Sethiathoppu (/ta/) is a panchayat town in Bhuvanagiri, Tamil Nadu. It is situated on a crossroads of the Chennai–Thanjavur (National Highway 24) highway. The town was established as a civilian town by the Cholas in the 11th century C.E. According to Tamil scholars, Sethiathoppu was formed as a settlement when Chola king Rajendra I moved his capital from Thanjavur to Gangaikonda Cholapuram, which lies 20 km south.

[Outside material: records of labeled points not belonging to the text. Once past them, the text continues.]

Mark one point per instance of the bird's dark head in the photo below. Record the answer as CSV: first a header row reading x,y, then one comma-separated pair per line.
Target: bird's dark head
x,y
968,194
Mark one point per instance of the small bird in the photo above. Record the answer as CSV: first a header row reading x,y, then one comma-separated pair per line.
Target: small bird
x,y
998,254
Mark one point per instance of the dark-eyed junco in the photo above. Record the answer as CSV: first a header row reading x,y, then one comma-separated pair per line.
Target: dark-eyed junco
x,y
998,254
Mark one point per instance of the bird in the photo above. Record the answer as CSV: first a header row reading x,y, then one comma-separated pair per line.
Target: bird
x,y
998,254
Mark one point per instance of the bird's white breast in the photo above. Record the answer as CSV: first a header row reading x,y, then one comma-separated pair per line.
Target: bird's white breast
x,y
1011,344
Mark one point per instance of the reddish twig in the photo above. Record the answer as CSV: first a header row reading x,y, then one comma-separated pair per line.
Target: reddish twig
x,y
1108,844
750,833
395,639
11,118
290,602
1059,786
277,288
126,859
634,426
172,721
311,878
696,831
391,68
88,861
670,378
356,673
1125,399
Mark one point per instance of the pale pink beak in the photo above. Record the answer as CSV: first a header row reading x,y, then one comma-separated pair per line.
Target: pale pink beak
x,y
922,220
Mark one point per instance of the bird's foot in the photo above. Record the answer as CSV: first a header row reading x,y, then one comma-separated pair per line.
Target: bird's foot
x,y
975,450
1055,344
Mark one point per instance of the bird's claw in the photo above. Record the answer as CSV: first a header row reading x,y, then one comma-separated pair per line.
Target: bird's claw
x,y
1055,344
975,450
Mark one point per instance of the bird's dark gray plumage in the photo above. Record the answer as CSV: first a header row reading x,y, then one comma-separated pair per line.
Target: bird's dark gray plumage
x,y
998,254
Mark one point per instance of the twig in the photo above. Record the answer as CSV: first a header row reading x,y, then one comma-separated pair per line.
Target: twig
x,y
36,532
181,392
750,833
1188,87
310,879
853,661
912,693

The town is named after Sethiyaar, a landlord, who used to own land in Thoppu, on the banks of the Vellar River.

==Demographics==
According to the 2001 Census of India, Sethiyathoppu had a population of 7,962. Males constituted 52% of the population and females 48%. The town had an average literacy rate of 72%, higher than the national average of 59.5%; male literacy was 80% and female literacy was 64%. 10% of the population was under six years of age.